Large channels already employ these simple marketing techniques. But as in any other field, more often they are starting to resort to science and machine learning as well. Netflix has extended its use of Big Data to restart the “House of Cards” series with Kevin Spacey, estimating the show’s popularity before it was made.
It is not known for sure whether they created a universal algorithm, or it was a one-time study. For now, there is no evidence for a comprehensive program existence which would forecast and select all the film product components.
Still, series are an art, not an exact mathematical model. There are hundreds and thousands of interconnections, the notorious “chemistry.” One does not just estimate roughly the most popular genre, the most popular actor, the luckiest director, and get a masterpiece.
That being said, machine learning algorithms are able to evaluate all possible combinations and suggest the success probability of their combination, as well as the effect of each minor success or failure on the overall result.
Guessing which setting will break out is probably the key to becoming an iconic series. “Game of Thrones” success inspired dozens of medieval or alternative history and dark fantasy shows, the same way as “The Sopranos,” “Friends,” or “Buffy the Vampire Slayer” contributed to related genres before.
There is no clear-cut answer for what is going to be the next hit. But some contextual factors, such as books, motion pictures, videogames, and other media popularity, let us speculate or at least indirectly evaluate the general public demand.

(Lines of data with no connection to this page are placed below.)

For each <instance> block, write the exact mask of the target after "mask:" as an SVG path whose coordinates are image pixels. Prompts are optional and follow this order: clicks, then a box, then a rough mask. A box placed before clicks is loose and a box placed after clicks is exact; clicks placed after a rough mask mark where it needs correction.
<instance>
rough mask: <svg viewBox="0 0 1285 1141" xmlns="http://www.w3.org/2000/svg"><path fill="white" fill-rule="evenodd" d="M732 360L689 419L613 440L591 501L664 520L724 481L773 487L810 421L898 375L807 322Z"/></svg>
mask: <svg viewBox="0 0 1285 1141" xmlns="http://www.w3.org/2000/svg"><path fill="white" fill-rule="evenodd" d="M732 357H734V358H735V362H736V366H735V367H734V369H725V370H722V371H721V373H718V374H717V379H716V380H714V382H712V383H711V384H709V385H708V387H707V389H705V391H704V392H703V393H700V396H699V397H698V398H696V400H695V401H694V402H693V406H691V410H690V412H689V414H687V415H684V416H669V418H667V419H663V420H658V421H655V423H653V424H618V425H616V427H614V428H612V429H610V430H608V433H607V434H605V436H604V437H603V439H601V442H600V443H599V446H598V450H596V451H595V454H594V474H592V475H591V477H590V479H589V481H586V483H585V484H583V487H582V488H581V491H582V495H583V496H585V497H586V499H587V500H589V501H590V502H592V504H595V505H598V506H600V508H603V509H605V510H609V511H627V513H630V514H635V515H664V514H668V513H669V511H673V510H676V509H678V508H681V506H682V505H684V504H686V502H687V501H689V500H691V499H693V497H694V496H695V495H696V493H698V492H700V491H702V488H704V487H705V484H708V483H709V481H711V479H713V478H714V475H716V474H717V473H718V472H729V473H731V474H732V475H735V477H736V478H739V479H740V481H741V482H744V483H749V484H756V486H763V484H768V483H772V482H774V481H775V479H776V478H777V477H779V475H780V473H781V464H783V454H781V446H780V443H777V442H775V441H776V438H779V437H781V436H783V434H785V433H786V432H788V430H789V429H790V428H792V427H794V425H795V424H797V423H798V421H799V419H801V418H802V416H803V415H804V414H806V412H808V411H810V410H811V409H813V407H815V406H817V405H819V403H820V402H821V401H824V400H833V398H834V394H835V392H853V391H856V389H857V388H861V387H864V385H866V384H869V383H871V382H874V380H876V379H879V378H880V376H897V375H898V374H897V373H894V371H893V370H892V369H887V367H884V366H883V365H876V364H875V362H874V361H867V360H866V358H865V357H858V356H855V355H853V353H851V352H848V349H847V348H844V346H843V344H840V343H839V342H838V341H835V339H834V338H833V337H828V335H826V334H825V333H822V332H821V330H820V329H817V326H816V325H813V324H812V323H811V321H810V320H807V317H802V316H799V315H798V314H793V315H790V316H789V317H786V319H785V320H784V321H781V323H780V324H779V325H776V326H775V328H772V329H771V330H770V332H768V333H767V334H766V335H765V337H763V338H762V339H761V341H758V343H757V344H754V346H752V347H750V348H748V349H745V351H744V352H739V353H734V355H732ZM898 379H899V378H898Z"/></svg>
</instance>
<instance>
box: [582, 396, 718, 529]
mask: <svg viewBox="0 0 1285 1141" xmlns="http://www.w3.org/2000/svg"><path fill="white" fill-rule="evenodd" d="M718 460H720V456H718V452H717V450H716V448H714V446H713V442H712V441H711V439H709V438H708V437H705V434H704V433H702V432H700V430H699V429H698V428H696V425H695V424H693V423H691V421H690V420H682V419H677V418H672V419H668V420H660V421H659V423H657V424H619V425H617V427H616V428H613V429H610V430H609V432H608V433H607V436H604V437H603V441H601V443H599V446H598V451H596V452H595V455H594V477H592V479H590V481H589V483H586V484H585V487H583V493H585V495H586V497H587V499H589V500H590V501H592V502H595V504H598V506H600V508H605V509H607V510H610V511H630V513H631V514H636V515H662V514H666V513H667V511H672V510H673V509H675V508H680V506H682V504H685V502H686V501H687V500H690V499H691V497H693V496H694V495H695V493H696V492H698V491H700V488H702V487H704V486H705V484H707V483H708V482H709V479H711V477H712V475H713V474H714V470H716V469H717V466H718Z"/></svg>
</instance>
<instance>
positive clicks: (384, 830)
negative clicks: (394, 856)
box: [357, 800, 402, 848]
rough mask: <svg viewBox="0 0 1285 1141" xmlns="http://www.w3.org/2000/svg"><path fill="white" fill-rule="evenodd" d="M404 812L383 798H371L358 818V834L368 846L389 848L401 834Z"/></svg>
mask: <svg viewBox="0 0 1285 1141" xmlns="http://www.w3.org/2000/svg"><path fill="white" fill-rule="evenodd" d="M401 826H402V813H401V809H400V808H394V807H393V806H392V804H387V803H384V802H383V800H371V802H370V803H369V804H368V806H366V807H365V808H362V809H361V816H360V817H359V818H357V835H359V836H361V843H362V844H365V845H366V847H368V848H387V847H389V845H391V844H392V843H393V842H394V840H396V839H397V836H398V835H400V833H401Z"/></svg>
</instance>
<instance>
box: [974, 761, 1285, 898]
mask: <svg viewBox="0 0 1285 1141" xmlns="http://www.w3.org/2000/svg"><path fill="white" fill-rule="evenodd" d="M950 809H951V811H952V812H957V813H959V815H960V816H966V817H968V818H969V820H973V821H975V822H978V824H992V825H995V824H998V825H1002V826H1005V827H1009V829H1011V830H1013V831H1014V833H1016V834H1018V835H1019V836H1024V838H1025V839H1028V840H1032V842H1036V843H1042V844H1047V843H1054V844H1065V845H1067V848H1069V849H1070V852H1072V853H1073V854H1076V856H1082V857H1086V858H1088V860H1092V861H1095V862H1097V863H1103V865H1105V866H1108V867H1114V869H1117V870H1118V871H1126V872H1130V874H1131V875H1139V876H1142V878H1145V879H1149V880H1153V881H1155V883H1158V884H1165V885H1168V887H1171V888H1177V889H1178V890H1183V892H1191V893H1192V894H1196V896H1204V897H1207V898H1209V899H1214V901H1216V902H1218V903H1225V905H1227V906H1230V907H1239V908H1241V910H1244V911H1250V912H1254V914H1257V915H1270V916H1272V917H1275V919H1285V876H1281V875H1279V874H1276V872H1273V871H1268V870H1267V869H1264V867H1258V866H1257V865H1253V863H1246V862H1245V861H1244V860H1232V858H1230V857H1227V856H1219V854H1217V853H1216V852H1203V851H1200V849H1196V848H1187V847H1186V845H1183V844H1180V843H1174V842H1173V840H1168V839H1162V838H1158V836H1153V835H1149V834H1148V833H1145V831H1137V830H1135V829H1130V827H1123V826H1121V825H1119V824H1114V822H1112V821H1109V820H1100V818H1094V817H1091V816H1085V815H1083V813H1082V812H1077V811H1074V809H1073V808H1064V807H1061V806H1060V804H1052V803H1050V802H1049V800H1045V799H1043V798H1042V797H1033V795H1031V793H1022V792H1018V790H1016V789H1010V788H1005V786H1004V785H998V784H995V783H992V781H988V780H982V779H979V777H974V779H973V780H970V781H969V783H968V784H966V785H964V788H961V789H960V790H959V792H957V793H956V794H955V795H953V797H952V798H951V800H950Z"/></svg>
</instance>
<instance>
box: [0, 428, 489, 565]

We’ve managed to create an algorithm which can predict a new film project’s popularity. A back-test was conducted on more than 80,000 projects. The forecast error distribution is on the graph below:
Take “The Big Bang Theory.” Our algorithm predicts its relevance and commercial success based on historical data. We can safely say, that using our algorithm back in 2007, the creators would be more confident in worthy results, achieved later.
“The Big Bang Theory” is a sound example of the genre’s cyclical popularity. Seasoned sitcom screenwriters Chuck Lorre and Bill Prady caught another wave of interest in comedies just in time and unearthed young talents.
The series surpassed all expectations, and filming lasted until recently. But by 2018, the budgets and the cast fees had increased drastically, which contributed to the show’s cancellation. This fits our conclusions on the rise in popularity and financial gains at the initial stage and the high financial costs when you are on a roll.
According to statistics, 22% of all film budgets form 78% of all popular content. Сommercial success comes down to money less than to the ability to hit the target in time with the right combination of actors.
Even our current modelling draft predicts ratings with more than 85% probability and no more than 10% value range. There is still a lot of room for algorithm improvement, and the data should be enriched. But using a system approach to predict the success of projects can already be regarded real, even for the filmmaking industry.
Want to film something legendary? Then it’s time to do some math!